British Art  

Love in a Cold Climate

Borrowed from Nancy Mitford, the most French of twentieth-century English novelists, this title sums up perfectly the sometimes surprising links that have always existed between the two Channel countries. From the invasion of England by William the Conqueror to the battlefields of two World Wars, the history of the relations between the two nations is better seen as one of brotherhood rather than mere neighborliness.
Shot through with periods of violence, admiration, exasperation and reciprocal influence, this long history has rarely been assessed in terms of artistic relations. French ignorance of British art is often taken for granted, and Turner aside, English artists with a reputation in France are few and far between. Yet when we pause to examine the place of British art in French collections, the affection of our compatriots for the painting of Reynolds, Lawrence, and Constable, and for Bonington's watercolors, Wedgwood's ceramics and Romney's drawings points to something much more than mere exceptions that prove the rule.
Since the mid-eighteenth century there has been in France a fascination, sometimes acknowledged but often veiled, with British art. It permeates the arts here. The painter Jacques Louis David—to take just one of our great national figures—drew all kinds of inspiration from across the Channel. And to write a history of French Neoclassicism without acknowledging its debt to earlier English innovations would be no easy matter—just as it would seem impossible to explain the Barbizon School without John Constable.
This fascination is reflected in the impressive number of works in French collections. True, there can be no comparison with the quantity of Italian and Dutch art, but the British category—at once so often disavowed and so often brought back into the foreground—would seem to have had very many admirers.

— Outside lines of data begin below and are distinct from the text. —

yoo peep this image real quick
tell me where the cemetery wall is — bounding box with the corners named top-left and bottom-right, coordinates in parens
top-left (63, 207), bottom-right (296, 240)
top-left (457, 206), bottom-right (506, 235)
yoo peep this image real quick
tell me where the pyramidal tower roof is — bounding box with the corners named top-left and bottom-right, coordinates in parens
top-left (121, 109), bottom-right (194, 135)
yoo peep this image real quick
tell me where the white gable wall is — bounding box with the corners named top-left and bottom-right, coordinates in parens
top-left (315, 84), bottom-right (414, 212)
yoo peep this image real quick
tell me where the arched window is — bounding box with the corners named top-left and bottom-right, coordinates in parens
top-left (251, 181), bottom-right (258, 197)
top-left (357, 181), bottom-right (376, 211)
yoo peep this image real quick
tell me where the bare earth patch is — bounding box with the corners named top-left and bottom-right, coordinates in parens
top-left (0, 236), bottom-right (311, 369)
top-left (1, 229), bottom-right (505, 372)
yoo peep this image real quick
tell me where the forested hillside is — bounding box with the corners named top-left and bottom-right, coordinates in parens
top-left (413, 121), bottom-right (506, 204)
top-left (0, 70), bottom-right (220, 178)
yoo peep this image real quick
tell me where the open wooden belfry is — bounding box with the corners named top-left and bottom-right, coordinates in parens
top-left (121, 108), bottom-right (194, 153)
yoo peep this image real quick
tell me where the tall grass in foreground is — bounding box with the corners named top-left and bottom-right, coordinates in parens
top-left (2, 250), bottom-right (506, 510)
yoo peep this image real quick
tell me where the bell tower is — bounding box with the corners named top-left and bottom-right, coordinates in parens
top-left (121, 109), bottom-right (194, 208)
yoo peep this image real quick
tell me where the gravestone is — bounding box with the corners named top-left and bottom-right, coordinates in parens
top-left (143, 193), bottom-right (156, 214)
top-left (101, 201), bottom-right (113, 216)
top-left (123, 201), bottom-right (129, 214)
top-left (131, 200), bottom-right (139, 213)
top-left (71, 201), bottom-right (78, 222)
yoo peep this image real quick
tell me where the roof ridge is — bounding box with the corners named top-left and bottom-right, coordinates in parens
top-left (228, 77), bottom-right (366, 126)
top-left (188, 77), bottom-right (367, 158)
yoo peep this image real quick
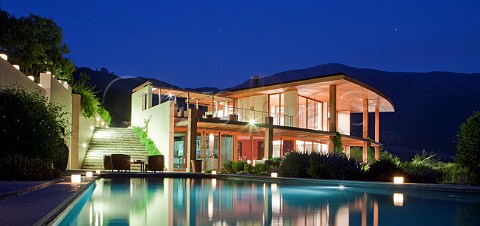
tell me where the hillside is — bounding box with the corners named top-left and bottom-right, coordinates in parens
top-left (76, 64), bottom-right (480, 160)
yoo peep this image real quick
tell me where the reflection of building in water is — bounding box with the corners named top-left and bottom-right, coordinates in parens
top-left (80, 178), bottom-right (403, 226)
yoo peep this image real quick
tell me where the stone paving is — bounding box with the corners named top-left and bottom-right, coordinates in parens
top-left (0, 177), bottom-right (93, 226)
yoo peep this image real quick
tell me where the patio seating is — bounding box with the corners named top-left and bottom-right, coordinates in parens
top-left (103, 155), bottom-right (112, 171)
top-left (146, 155), bottom-right (164, 172)
top-left (111, 154), bottom-right (131, 172)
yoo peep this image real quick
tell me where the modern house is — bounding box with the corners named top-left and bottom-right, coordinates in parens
top-left (131, 73), bottom-right (394, 171)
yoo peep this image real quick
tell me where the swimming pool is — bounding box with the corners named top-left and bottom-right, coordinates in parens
top-left (55, 177), bottom-right (480, 225)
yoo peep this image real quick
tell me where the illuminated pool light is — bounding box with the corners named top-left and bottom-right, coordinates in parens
top-left (339, 185), bottom-right (345, 190)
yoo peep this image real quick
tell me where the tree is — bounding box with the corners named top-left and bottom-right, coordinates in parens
top-left (0, 10), bottom-right (74, 81)
top-left (455, 112), bottom-right (480, 185)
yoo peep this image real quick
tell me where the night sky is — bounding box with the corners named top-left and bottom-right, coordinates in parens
top-left (2, 1), bottom-right (480, 89)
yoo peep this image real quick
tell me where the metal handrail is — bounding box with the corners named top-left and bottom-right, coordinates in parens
top-left (212, 106), bottom-right (294, 127)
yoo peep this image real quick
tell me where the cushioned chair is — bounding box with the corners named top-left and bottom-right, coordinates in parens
top-left (146, 155), bottom-right (164, 172)
top-left (112, 154), bottom-right (131, 172)
top-left (103, 155), bottom-right (112, 171)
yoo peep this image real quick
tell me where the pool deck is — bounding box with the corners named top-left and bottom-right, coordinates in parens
top-left (1, 172), bottom-right (480, 225)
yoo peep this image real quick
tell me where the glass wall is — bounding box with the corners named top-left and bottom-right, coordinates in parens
top-left (269, 93), bottom-right (285, 126)
top-left (298, 96), bottom-right (323, 130)
top-left (221, 134), bottom-right (234, 167)
top-left (174, 133), bottom-right (186, 170)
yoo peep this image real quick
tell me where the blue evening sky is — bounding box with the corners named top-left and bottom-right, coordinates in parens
top-left (2, 1), bottom-right (479, 89)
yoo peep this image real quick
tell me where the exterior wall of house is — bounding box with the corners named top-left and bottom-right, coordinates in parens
top-left (132, 85), bottom-right (174, 171)
top-left (0, 58), bottom-right (45, 95)
top-left (71, 93), bottom-right (96, 169)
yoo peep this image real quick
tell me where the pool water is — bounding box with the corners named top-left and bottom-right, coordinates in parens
top-left (56, 177), bottom-right (480, 226)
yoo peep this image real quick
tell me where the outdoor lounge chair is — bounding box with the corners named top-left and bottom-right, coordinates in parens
top-left (146, 155), bottom-right (164, 172)
top-left (103, 155), bottom-right (112, 171)
top-left (111, 154), bottom-right (131, 172)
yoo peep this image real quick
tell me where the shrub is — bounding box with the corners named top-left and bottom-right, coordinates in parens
top-left (437, 162), bottom-right (468, 184)
top-left (307, 153), bottom-right (362, 180)
top-left (222, 161), bottom-right (234, 173)
top-left (0, 154), bottom-right (60, 180)
top-left (133, 126), bottom-right (160, 155)
top-left (455, 111), bottom-right (480, 185)
top-left (252, 163), bottom-right (271, 175)
top-left (71, 80), bottom-right (99, 118)
top-left (0, 87), bottom-right (68, 166)
top-left (243, 163), bottom-right (253, 174)
top-left (98, 106), bottom-right (111, 125)
top-left (367, 160), bottom-right (403, 181)
top-left (400, 162), bottom-right (441, 183)
top-left (232, 161), bottom-right (247, 173)
top-left (280, 152), bottom-right (310, 178)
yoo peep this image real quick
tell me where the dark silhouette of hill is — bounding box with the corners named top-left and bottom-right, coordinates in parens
top-left (229, 63), bottom-right (480, 159)
top-left (73, 67), bottom-right (179, 126)
top-left (76, 64), bottom-right (480, 160)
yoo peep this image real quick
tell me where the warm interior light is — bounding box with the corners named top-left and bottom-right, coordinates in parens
top-left (168, 93), bottom-right (173, 97)
top-left (211, 170), bottom-right (217, 175)
top-left (13, 65), bottom-right (20, 70)
top-left (271, 172), bottom-right (278, 178)
top-left (86, 171), bottom-right (93, 178)
top-left (46, 71), bottom-right (51, 74)
top-left (28, 76), bottom-right (34, 81)
top-left (249, 119), bottom-right (256, 125)
top-left (394, 177), bottom-right (404, 184)
top-left (95, 170), bottom-right (101, 174)
top-left (0, 53), bottom-right (7, 60)
top-left (71, 174), bottom-right (81, 183)
top-left (393, 193), bottom-right (404, 206)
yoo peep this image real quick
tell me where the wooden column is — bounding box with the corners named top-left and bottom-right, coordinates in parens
top-left (250, 135), bottom-right (254, 161)
top-left (186, 108), bottom-right (198, 172)
top-left (345, 145), bottom-right (351, 159)
top-left (264, 116), bottom-right (274, 159)
top-left (328, 85), bottom-right (337, 154)
top-left (375, 101), bottom-right (380, 160)
top-left (362, 98), bottom-right (369, 163)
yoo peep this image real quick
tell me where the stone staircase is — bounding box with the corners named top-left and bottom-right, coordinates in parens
top-left (81, 127), bottom-right (149, 172)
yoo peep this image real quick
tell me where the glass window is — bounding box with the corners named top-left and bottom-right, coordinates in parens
top-left (298, 97), bottom-right (307, 128)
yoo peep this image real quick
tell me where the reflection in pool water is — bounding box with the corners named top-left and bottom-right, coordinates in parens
top-left (58, 178), bottom-right (480, 226)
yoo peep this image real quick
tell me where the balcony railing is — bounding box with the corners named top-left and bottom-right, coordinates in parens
top-left (211, 107), bottom-right (294, 127)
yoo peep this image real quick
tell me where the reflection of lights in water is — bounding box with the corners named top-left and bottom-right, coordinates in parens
top-left (89, 202), bottom-right (93, 225)
top-left (212, 179), bottom-right (216, 190)
top-left (271, 183), bottom-right (278, 192)
top-left (393, 193), bottom-right (404, 206)
top-left (208, 193), bottom-right (213, 220)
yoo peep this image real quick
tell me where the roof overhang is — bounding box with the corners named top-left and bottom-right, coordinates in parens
top-left (218, 74), bottom-right (394, 113)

In the eighteenth century Sir Joshua Reynolds was already being collected by Frenchmen like Harenc de Presles, Maréchal de Broglie and the Duc d’Orléans; Paris collectors subsequently developed a passion for John Constable that preceded acclaim in his homeland; and later still came the influence of the second generation of Pre-Raphaelites, and of William Morris and Romney, all of them to be found today in extensive collections still awaiting comprehensive study. Indications of this ongoing interest are to be found in the Louvre, the Musée d'Orsay, the Musée Condé in Chantilly, the Musée Jacquemart-André in Paris, and the Musée Bonnat in Bayonne, as well as in museums in Dijon, Rouen, Bordeaux, and elsewhere.
The database is the first attempt to provide a more accurate overview of this oft-concealed passion.